Media center app maker Plex informed its users Tuesday that it is shutting down its Plex Cloud service at the end of November. Plex Cloud was meant to simplify the management of personal media collections, but struggled with technical issues and had been in maintenance mode for a few months already.

“We’ve made the difficult decision to shut down the Plex Cloud service on November 30th, 2018,” the company said in an email. “We’ve been actively working on ways to address various issues while keeping costs under control. We hold ourselves to a high standard, and unfortunately, after a lot of investigation and thought, we haven’t found a solution capable of delivering a truly first class Plex experience to Plex Cloud users at a reasonable cost.”

Plex has traditionally relied on users operating their own media server to stream videos, music and more to mobile and TV-connected devices. Plex users often run their server hardware on dedicated computers or network-attached storage drives, but the reliance on such hardware has limited the appeal of the software to more casual users.

To account for this, Plex launched Plex Cloud as a cloud-based media server two years ago.
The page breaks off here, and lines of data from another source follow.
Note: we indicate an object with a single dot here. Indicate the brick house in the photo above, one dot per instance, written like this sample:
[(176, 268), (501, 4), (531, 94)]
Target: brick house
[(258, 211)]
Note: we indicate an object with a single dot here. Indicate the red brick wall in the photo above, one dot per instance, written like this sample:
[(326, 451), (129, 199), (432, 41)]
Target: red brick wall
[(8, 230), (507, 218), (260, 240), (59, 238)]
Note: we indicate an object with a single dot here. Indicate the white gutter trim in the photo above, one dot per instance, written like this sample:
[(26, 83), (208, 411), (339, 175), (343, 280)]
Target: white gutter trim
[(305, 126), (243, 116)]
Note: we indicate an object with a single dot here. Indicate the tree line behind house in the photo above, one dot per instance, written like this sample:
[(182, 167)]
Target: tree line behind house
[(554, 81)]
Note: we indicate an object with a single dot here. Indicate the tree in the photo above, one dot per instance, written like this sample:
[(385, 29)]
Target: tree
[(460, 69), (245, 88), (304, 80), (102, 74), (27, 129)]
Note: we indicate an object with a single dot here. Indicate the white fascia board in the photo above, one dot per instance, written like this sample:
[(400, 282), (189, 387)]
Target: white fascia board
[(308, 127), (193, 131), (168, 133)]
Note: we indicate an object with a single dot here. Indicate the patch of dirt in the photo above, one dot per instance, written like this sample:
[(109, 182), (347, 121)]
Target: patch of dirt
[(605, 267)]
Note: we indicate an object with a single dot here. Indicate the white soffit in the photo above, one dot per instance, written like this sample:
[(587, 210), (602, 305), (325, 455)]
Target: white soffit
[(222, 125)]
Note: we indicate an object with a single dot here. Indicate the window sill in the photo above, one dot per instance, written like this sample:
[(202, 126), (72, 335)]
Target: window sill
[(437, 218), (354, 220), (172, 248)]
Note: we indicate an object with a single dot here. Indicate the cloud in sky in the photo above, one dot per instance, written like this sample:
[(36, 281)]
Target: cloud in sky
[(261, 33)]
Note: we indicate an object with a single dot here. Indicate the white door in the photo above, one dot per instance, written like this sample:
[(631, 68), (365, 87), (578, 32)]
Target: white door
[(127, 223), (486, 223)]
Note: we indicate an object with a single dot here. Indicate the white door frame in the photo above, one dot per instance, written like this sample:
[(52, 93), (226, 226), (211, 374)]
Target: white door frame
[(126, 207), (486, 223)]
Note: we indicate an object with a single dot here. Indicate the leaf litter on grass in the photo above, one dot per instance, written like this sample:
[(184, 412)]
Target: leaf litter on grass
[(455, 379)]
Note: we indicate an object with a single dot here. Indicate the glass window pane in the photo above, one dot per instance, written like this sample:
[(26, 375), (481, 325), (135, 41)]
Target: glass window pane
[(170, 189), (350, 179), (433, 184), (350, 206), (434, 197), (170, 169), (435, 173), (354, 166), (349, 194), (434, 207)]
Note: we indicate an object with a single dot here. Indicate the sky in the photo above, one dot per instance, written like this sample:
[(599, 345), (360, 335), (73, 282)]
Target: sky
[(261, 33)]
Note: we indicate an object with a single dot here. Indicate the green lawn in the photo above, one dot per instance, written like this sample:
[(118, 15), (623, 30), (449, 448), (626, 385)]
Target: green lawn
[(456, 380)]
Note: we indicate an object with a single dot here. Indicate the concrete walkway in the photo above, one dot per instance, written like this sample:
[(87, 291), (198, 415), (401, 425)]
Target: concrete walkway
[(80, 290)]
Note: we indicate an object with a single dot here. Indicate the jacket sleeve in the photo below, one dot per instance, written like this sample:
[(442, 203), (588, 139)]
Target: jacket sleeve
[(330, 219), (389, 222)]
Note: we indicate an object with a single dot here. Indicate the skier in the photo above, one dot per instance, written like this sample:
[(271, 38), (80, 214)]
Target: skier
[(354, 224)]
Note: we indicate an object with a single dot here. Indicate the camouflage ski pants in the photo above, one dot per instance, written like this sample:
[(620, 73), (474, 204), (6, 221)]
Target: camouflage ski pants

Initially, Plex Cloud was closely tied to Amazon’s consumer cloud storage offering, but the company added support for Google, Microsoft and Dropbox cloud storage soon after as well.

Behind the scenes, Plex was augmenting these storage solutions with its own cloud servers, capable of transcoding media on the fly to stream to a wide variety of devices. However, the company ran into some technical issues, which prompted it to first disable support for Amazon’s cloud storage and then in February halt the creation of new cloud servers.

“While we are super bummed about the impact this will have on our happy Cloud users, ending support for it will allow us to focus on improving core functionality, adding new features and content, and delivering on our mission to provide a world-class product that we can all rely on and enjoy,” the company said Tuesday.

The shuttering of Plex Cloud is also emblematic for a bigger shift for Plex. Initially developed as a solution solely for personal media collections, the company has increasingly focused on incorporating online media sources, including news videos and podcasts. These sources don’t necessarily require users to run their own servers at all, which means that new users adopting Plex may have less incentive to launch their own dedicated server in the cloud.

On the flip side, pulling out of Plex Cloud also limits the types of new services the company could possibly launch in the future. Plex has for some time supported DVR functionality to record broadcast TV from networks like ABC, CBS, NBC and Fox, and Plex Cloud could potentially have been a precursor for a full-blown cloud DVR. Without running cloud services for its users, it’s now less likely that the company will go down that route.